Former NSA head: Employees leaving agency for private sector

The National Security Agency (NSA) campus in Fort Meade, Md.


By PHIL DAVIS | The Capital, Annapolis, Md. | Published: December 11, 2016

ANNAPOLIS, Md. (Tribune News Service) — The former head of the National Security Agency said the agency's employees "are increasingly leaving in large numbers" for better opportunities in the private sector.

At a Dec. 6 forum hosted by the University of Maryland, former NSA Director Keith Alexander told a gathering of journalism students, reporters and military officials that the agency headquartered at Fort George G. Meade faces a significant challenge in competing with the allure of higher salaries outside of government.

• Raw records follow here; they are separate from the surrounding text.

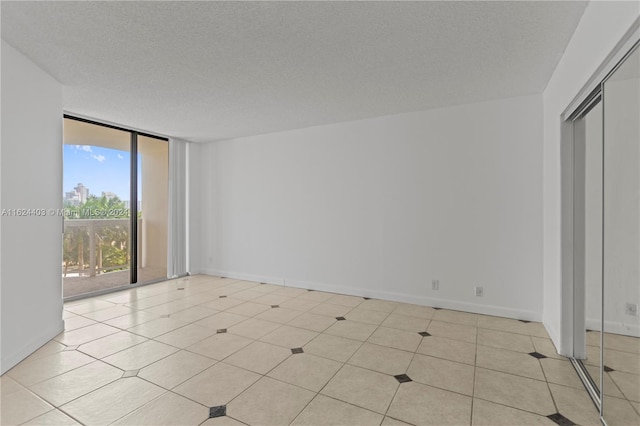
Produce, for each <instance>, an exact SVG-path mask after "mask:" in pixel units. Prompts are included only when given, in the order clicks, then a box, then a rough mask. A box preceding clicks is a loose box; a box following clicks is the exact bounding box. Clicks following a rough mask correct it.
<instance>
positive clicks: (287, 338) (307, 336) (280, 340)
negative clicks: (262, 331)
mask: <svg viewBox="0 0 640 426" xmlns="http://www.w3.org/2000/svg"><path fill="white" fill-rule="evenodd" d="M317 335H318V333H316V332H315V331H311V330H305V329H303V328H297V327H291V326H288V325H283V326H282V327H280V328H278V329H276V330H274V331H272V332H271V333H269V334H267V335H266V336H263V337H261V338H260V340H261V341H263V342H267V343H271V344H274V345H278V346H283V347H285V348H289V349H293V348H300V347H302V346H304V345H306V344H307V343H309V342H310V341H311V340H312V339H313V338H314V337H316V336H317Z"/></svg>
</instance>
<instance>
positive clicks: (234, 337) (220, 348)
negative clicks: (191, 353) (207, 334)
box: [186, 333, 253, 361]
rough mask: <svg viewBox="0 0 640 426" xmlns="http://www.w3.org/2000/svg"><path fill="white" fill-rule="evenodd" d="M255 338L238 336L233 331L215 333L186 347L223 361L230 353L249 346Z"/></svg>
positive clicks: (187, 349)
mask: <svg viewBox="0 0 640 426" xmlns="http://www.w3.org/2000/svg"><path fill="white" fill-rule="evenodd" d="M252 341H253V340H251V339H247V338H246V337H242V336H236V335H235V334H231V333H220V334H214V335H213V336H211V337H208V338H206V339H204V340H202V341H200V342H198V343H196V344H195V345H191V346H189V347H188V348H186V349H187V350H188V351H190V352H195V353H197V354H200V355H204V356H206V357H209V358H213V359H216V360H218V361H221V360H223V359H225V358H226V357H228V356H229V355H231V354H233V353H235V352H237V351H239V350H240V349H242V348H244V347H245V346H247V345H248V344H249V343H251V342H252Z"/></svg>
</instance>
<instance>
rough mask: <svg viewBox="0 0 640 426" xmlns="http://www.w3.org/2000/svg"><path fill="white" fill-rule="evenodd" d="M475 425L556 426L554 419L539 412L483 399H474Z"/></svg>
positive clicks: (473, 404) (474, 414)
mask: <svg viewBox="0 0 640 426" xmlns="http://www.w3.org/2000/svg"><path fill="white" fill-rule="evenodd" d="M471 424H472V425H473V426H514V425H530V426H538V425H539V426H545V425H547V426H555V425H556V423H555V422H554V421H553V420H550V419H549V418H547V417H545V416H540V415H538V414H533V413H528V412H526V411H522V410H518V409H516V408H511V407H506V406H504V405H500V404H495V403H493V402H489V401H484V400H482V399H477V398H476V399H474V400H473V416H472V422H471Z"/></svg>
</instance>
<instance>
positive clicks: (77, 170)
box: [62, 119, 131, 297]
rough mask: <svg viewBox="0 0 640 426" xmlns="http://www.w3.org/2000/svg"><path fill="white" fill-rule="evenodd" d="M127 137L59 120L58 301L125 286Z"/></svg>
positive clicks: (111, 130)
mask: <svg viewBox="0 0 640 426" xmlns="http://www.w3.org/2000/svg"><path fill="white" fill-rule="evenodd" d="M130 141H131V136H130V133H128V132H124V131H120V130H115V129H110V128H107V127H103V126H98V125H94V124H90V123H84V122H81V121H77V120H72V119H65V120H64V157H63V161H64V168H63V191H64V193H63V194H62V196H63V200H64V201H63V202H64V207H65V221H64V239H63V265H62V276H63V294H64V297H69V296H76V295H80V294H85V293H91V292H95V291H99V290H104V289H108V288H114V287H120V286H122V285H126V284H129V283H130V275H129V267H130V266H129V265H130V260H131V259H130V253H129V249H130V246H131V241H130V239H131V236H130V232H129V230H130V219H129V217H130V216H129V201H128V200H129V191H130V189H129V187H130V172H129V171H130V158H131V157H130V149H129V147H130Z"/></svg>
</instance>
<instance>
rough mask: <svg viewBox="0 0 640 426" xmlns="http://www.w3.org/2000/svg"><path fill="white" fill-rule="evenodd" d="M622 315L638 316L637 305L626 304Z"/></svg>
mask: <svg viewBox="0 0 640 426" xmlns="http://www.w3.org/2000/svg"><path fill="white" fill-rule="evenodd" d="M624 313H625V314H627V315H632V316H634V317H637V316H638V304H637V303H627V304H626V305H625V306H624Z"/></svg>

"Of course they're going to make a ton more money on the outside," Alexander said. "I am surprised that people with cyber experience at some of these large companies make up to seven figures. That's five times what the chairman of the Joint Chiefs (of Staff) makes."

Alexander headed NSA from 2010 to 2014 and is currently the CEO and president of IronNet Cybersecurity.

He added that another problem has to do with the public perception of NSA employees.

"Part of it is how the American people see them and ... it is not somebody who stands up and says what they're doing is good for our nation. You don't hear that," Alexander said.

"And if you're not told that, they're going home to their families and friends. They say 'You work at NSA? Oh, are you listening to my phone calls? Are you reading my emails?'" he added.

The forum, which included veteran journalist Ted Koppel and Merrill College's Knight Chair Dana Priest, touched on a number of subject matters regarding national security in the internet age. Koppel recently published a book on the subject matter titled "Lights Out: A Cyberattack, A Nation Unprepared."

Alexander's comments highlight that while Fort Meade's role in forming the country's cyber security defense systems and practices continues to increase, those solutions are not necessarily dominated by the public sector.